Since the people that we are working with are the friends, neighbours and families of my staff, these questions and insinuations were very hurtful. One of the things that had pleased me so much about this charity work was the fact that it had given my staff a sense of pride in their work and a community spirit that they could help others. It has opened them up to a joy of learning, an appreciation of intellectual growth and a curiosity about animal care where there was simply rote training before. We are often joined by visitors on our clinic days, visiting vets and vet students, photographers and filmmakers wanting to document village life, and adults and children from our expat community who want to help, so their knowledge of other cultures and habits is increasing dramatically. Next week we have two Italian farriers and an Italian vet coming to help out and to give classes to improve the hoof care knowledge for my staff and local farriers. We have no farrier schools here in Egypt, so this is their only real chance to learn.

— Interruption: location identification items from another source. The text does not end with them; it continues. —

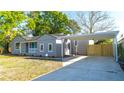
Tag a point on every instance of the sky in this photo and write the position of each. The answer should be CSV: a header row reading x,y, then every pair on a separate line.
x,y
117,16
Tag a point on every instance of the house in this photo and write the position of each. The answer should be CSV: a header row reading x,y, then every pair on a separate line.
x,y
47,45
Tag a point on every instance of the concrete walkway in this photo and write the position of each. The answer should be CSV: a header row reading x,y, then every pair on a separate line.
x,y
88,68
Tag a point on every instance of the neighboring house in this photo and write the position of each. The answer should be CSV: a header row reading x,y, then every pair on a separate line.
x,y
47,45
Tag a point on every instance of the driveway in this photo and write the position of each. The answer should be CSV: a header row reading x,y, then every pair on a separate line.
x,y
89,69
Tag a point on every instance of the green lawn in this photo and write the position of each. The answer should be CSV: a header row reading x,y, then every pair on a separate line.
x,y
21,68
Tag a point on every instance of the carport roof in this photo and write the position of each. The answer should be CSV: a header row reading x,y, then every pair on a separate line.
x,y
93,36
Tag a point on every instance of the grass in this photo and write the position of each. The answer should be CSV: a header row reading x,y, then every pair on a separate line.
x,y
20,68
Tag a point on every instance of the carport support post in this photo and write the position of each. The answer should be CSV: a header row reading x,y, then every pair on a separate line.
x,y
115,48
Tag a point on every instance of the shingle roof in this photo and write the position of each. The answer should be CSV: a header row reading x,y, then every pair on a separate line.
x,y
30,38
36,37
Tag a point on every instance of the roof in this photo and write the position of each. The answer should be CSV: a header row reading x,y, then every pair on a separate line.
x,y
27,38
94,36
30,38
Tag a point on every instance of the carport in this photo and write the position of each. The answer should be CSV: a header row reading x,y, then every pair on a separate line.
x,y
97,36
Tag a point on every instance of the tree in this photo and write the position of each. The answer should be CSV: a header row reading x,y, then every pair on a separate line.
x,y
73,26
9,22
94,21
51,22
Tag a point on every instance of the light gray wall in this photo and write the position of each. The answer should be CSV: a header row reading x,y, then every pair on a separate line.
x,y
45,40
82,47
17,39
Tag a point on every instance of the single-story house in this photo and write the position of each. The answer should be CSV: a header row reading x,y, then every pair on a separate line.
x,y
48,45
60,45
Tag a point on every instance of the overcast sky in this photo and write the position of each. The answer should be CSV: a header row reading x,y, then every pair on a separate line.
x,y
118,17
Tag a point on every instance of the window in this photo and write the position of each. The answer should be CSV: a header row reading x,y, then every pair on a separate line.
x,y
75,43
33,44
41,47
32,47
50,47
17,45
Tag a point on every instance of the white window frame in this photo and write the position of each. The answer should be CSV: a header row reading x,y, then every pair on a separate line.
x,y
75,41
15,46
40,47
32,50
52,47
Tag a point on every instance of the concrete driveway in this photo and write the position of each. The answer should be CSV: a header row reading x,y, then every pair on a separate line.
x,y
89,69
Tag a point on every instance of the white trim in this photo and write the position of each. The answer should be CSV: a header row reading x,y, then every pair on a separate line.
x,y
40,47
62,50
52,47
15,46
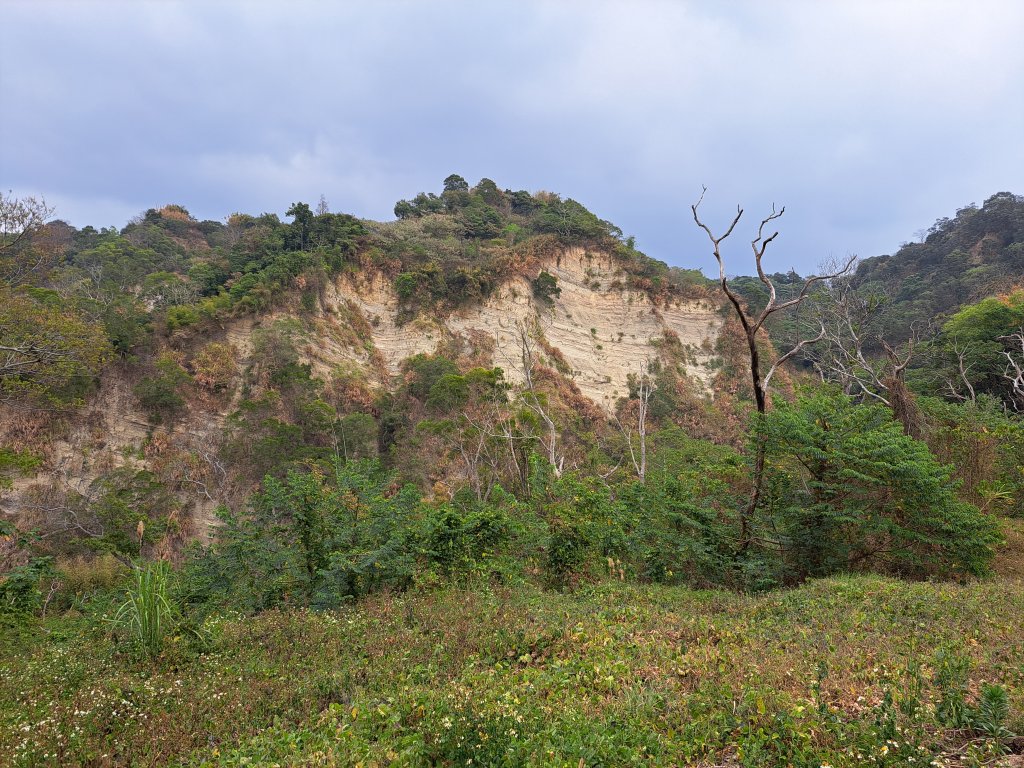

We were all quite depressed after yesterday's conversation about the incorrect assumptions of the villagers regarding the financing of our project. I value my staff greatly and the fact that this work could be causing them problems is troubling. I'm not sure how we will handle it but I truly am extremely irritated at all the faux animal rescues that are giving charitable work a bad name. I knew that there was a good reason that I've always referred to my farm as a retirement home for nice horses and dogs rather than a "rescue", even though friends and family laugh at me and tell me to call it what it really is. But if an "animal rescue" is a way to make money by pretending to help animals, I can't call it that. A major part of our work at RWI is educational, trying to make the farmers better animal keepers because healthy animals help to keep the families healthy. It is a sad puzzle.